Wracając do poranka, udało mi się w końcu podnieść po 1,5 godziny walczenia z samym sobą. W głowie mi hulało jakbym wczoraj był na imprezie pokroju akcji z filmu “Project X” Nima Nourizadeh’ego, a prawda jest taka, że leżałem w łóżku i nie wypiłem nawet przysłowiowego piwa. Wziąłem szybki prysznic, wyprasowałem sobie tshirt w kwiatki, który dopasowałem kolorystycznie do moich spodni i trampek, w których zazwyczaj chodzę. Zostały mi tylko 2 minuty do wyjścia, więc na szybko pościeliłem łóżko zapakowałem kubek oraz garść mojej ulubionej kawy i wyszedłem szybko z domu. Usiadłem za kierownicą i pojechałem do pracy, słuchając radia, które mówi mi o tym co się dzieje na świecie, w którym bądź co bądź egzystuję. W radiu nadmienili, że dzisiaj jest Dzień Dinozaura i że najlepszym sposobem, by lepiej się poczuć jest wysiłek fizyczny - ta, już to widzę. Dojechałem do pracy i tym samym zaczęło się moje rutynowe working-time. Odbicie się w terminalu, podpis na liście, przejście do głównego budynku, otwarcie pokoju w którym zazwyczaj przesiaduję, podciągnięcie rolet, wyciągnięcie laptopa i zaparzenie sobie mocnej kawy.

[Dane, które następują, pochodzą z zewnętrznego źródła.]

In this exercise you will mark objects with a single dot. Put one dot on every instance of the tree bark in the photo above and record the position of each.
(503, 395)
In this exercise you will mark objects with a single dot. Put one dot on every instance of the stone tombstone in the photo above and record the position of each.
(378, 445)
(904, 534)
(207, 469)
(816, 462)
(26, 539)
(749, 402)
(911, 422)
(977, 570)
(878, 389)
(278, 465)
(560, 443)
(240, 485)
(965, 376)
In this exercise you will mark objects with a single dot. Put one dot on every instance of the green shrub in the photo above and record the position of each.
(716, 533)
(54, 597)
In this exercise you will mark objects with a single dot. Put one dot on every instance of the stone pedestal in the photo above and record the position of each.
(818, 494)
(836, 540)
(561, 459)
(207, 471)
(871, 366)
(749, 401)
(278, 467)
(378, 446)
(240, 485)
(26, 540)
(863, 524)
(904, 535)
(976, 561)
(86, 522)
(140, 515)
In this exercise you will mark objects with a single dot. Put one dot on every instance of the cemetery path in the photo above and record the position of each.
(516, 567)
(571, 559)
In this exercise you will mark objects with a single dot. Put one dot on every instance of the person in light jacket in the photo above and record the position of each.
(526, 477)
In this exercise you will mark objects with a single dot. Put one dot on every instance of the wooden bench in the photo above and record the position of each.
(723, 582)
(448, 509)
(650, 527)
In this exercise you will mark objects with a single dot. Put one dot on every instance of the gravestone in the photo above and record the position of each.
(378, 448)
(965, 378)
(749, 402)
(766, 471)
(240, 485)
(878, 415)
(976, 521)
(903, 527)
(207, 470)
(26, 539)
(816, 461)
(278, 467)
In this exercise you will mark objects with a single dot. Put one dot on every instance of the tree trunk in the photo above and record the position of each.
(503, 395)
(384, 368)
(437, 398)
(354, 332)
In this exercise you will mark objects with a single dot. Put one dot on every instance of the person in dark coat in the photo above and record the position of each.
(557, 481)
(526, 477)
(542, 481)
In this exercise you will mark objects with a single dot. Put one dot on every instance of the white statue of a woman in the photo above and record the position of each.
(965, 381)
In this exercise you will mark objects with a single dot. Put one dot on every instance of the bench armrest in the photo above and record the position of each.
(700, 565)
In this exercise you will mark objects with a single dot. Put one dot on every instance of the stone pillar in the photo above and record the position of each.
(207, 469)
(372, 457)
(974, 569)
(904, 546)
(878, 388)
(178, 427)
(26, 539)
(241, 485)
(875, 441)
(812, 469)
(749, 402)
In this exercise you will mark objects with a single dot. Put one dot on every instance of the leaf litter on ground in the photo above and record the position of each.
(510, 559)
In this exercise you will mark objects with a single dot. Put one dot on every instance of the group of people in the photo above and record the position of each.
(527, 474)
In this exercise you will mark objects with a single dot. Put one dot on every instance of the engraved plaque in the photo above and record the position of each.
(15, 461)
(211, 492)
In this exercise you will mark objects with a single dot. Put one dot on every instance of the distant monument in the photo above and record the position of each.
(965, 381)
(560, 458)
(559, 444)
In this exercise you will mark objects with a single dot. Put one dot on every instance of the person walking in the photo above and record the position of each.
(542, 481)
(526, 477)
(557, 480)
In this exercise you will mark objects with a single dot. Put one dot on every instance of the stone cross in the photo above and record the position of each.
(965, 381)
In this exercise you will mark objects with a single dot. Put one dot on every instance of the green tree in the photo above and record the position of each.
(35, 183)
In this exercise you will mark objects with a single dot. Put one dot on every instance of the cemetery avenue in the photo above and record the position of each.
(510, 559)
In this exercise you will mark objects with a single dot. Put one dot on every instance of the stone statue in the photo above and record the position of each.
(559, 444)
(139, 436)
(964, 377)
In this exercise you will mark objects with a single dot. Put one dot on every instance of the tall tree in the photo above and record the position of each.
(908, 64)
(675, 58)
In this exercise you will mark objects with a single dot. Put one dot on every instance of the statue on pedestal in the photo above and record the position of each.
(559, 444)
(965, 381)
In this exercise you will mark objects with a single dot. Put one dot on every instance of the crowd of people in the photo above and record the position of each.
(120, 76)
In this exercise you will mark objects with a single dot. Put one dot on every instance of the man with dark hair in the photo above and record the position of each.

Pomyślałem że miłym gestem z mojej strony będzie wysłanie wiadomości do Pani A. Zrobiłem sobie uroczo-gapowate zdjęcie używając filtra ze snapa i wysłałem jej je w wiadomości na fb. Chcę za wszelką cenę choć trochę poprawić jej humor.
Rzeczy do zrobienia na dziś:
spróbować chociaż trochę się pouczyć
poczytać Ernesta Hemingwaya
zaplanować wydatki
być wsparciem dla pani A
zacząć projekt
przeżyć
“Ale człowiek nie jest stworzony do klęski. Człowieka można zniszczyć, ale nie pokonać.”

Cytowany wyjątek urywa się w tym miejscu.